Concerning the cards: some allow you to take material or money from the Central Supply or from other players. Two of the cards give you workers, while another protects your stash of pesos and bricks from those who would try to steal them from you.
At the end of a Round, if you have the same set of bricks/workers/money shown at the bottom of a Building card at either edge of the two rows of Building cards, you may turn them in and claim that Building. (Yes, all those nice cards in the middle are off limits—for now.)

At the top of each Building card is a Prestige ranking—e.g., the number of points the card is worth. Be the first to reach the winning number for your player count, and you win.

Thoughts and Remembrances
La Habana is a game of incomplete information and timing. After the first round, all players keep one card they played in the last round in front of them. They then must place their new card on the correct side of that card, facing the table—meaning lower numbers to the right and higher numbers to the left.
Add to this the open Building market, and you have just enough information to manage a guess as to what that new card might be and what they’re planning. Or do you? And how does that determine your choice of new card to play?
You don’t want to be the second person to claim money/bricks from the Central Supply. If an opponent has played a card to the left of their #2 (Take one peso from the Reserve) you know this is either their #0 (No effect, it just ensures you a single digit when determining turn order) or a #1 (Your stash of workers and bricks are protected from thieves) you probably don’t want to play the card allowing you to steal a brick (#6) or two pesos (#5) from another player since there’s a 50% chance they’ve played the card that protects their stash.

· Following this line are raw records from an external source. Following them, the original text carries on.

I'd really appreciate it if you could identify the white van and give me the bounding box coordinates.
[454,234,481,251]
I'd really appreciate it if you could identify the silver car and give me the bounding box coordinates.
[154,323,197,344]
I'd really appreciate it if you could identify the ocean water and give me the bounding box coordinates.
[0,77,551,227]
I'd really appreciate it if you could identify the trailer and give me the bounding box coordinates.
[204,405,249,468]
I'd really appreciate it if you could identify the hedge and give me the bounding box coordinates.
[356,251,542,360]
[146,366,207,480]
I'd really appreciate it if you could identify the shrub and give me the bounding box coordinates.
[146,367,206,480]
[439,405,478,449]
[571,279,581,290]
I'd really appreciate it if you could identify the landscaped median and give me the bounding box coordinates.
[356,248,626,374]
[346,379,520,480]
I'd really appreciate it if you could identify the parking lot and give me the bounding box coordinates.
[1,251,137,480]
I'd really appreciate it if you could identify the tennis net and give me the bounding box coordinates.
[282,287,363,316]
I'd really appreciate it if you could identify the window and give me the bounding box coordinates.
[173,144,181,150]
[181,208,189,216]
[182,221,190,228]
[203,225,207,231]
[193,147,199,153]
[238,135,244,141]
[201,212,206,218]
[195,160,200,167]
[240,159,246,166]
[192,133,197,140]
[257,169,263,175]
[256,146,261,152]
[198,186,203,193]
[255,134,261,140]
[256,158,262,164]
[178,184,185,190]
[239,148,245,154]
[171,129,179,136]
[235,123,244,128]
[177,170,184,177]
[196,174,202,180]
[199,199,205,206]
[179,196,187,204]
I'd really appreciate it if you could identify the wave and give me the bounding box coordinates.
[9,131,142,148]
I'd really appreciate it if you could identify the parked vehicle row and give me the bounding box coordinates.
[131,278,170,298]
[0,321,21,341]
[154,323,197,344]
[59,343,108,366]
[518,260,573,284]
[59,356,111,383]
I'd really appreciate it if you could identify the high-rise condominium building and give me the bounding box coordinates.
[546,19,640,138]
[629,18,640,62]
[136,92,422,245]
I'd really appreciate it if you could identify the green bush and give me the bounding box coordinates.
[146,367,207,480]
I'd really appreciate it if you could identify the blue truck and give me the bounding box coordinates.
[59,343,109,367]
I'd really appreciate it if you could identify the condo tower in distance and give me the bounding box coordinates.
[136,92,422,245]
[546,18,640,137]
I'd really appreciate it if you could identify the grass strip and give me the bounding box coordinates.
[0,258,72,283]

What really made La Habana a hit with my review crew is the rule that says you cannot reclaim any of your discarded cards until you are down to two cards in your hand—with one exception: the Recycle card. Recycle allows you to discard one card from your hand to bring a discarded card of your choice back into your hand.
The timing of when to recover which card is one we’ve all struggled with. It’s typically played late in the game when you need a previously used ability to get/take something to help you claim an important building or prevent your opponent from doing the same.
La Habana’s small box betrays the amount of thinky fun waiting inside. If you like this kind of game, give it a try. Soon. It’s a solid 20-30 minute game that leaves enough time to play it a second time, just after the first winner is declared.